Pour travailler de façon optimale et faire bon usage des ressources, il faut bien connaître les divers systèmes de fichiers. Nous donnons ici des renseignements sur comment les utiliser correctement.

Performance

À l'exception d'/archive, les systèmes de fichiers hautement performants de SciNet sont de type GPFS; ils permettent des opérations parallèles de lecture et d'écriture rapides avec de grands ensembles de données, à partir de plusieurs nœuds. Par contre, de par sa conception, sa performance laisse beaucoup à désirer quand il s'agit d'accéder à des ensembles de données composés de plusieurs petits fichiers. En effet, il est beaucoup plus rapide de lire un fichier de 16 Mo que 400 fichiers de 40 Ko. Rappelons que dans ce dernier cas, autant de petits fichiers n'est pas une utilisation efficace de l'espace puisque la capacité des blocs est de 16 Mo pour les systèmes scratch et project. Tenez compte de ceci dans votre stratégie de lecture/écriture.

Par exemple, pour exécuter une tâche multiprocessus, le fait que chaque processus écrive dans son propre fichier n'est pas une solution I/O flexible; le répertoire est bloqué par le premier processus qui l'accède et les suivants doivent attendre. Non seulement cette solution rend-elle le code considérablement moins parallèle, mais le système de fichiers sera arrêté en attendant le prochain processus et votre programme se terminera mystérieusement.

Astuce

Utilisez plutôt MPI-IO (partie du standard MPI-2) qui permet à des processus différents d'ouvrir simultanément des fichiers, ou encore un processus I/O dédié qui écrit dans un seul fichier toutes les données envoyées par les autres processus.

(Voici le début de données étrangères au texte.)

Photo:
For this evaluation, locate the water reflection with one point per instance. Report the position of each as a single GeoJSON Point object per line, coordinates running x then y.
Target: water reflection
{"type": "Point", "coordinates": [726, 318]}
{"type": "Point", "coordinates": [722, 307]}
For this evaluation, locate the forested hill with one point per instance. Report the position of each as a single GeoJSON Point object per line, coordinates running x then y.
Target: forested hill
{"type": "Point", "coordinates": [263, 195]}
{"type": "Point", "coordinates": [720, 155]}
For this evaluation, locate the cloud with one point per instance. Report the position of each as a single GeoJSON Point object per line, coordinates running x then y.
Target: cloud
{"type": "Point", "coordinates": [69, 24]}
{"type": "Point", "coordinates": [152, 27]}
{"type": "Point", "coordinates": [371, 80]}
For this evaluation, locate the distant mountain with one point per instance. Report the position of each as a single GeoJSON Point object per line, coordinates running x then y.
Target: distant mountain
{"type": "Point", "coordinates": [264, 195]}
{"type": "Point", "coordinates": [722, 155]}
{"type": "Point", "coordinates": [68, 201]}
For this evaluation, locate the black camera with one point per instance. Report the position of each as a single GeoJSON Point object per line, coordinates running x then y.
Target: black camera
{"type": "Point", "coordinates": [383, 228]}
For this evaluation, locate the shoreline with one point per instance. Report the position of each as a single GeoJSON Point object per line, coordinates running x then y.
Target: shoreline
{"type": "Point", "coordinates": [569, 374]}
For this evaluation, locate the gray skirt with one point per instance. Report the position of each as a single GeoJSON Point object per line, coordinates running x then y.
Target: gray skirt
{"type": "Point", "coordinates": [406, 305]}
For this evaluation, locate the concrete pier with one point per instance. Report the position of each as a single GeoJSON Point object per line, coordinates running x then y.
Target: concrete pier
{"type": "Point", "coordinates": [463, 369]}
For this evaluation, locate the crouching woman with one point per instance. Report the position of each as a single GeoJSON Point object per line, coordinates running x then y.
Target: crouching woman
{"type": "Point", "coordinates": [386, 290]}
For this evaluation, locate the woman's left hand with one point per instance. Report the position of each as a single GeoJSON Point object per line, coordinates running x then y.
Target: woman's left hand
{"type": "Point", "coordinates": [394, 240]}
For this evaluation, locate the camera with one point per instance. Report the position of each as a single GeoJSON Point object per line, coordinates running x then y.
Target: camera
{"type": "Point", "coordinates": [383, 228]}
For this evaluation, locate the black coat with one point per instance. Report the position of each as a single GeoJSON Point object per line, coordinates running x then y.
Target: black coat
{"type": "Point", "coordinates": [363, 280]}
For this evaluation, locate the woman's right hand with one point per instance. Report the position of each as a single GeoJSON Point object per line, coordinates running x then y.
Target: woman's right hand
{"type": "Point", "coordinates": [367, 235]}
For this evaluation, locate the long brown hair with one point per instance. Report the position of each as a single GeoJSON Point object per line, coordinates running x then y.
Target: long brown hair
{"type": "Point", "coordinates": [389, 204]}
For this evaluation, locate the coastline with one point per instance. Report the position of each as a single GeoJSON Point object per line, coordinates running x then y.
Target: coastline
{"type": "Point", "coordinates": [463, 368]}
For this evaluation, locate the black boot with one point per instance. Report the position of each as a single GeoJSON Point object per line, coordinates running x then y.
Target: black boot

Utilisation des systèmes de fichiers

Trillium donne accès à plusieurs systèmes de fichiers différents, mais ils ne sont pas tous disponibles à tous les utilisateurs.

/home ($HOME)

  • Utilisé d'abord pour les fichiers d'un utilisateur, les logiciels communs ou les petits ensembles de données partagés par le groupe d'utilisateurs, pourvu que le quota de l'utilisateur ne soit pas dépassé; dans le cas contraire utilisez plutôt /scratch ou /project.
  • En lecture seulement sur les nœuds de calcul.

/scratch ($SCRATCH)

  • Utilisé d'abord pour les fichiers temporaires, les résultats de calcul et de simulations, et le matériel qui peut être obtenu ou recréé facilement. Peut aussi être utilisé pour une étape intermédiaire dans votre travail pourvu que cela ne cause pas trop d'opérations I/O ou trop de petits fichiers pour cette solution de stockage sur disque, auquel cas vous devriez utiliser /bb (burst buffer). Une fois que vous avez obtenu les résultats que vous voulez conserver à long terme, vous pouvez les transférer à /project ou /archive.
  • Purgé régulièrement; aucune copie de sauvegarde n'est faite.

/project ($PROJECT)

/project est destiné aux logiciels de groupe courants, aux grands ensembles de données statiques ou à tout contenu très coûteux à acquérir ou à régénérer par le groupe.

Avertissement

Le contenu de /project est censé rester relativement immuable au fil du temps.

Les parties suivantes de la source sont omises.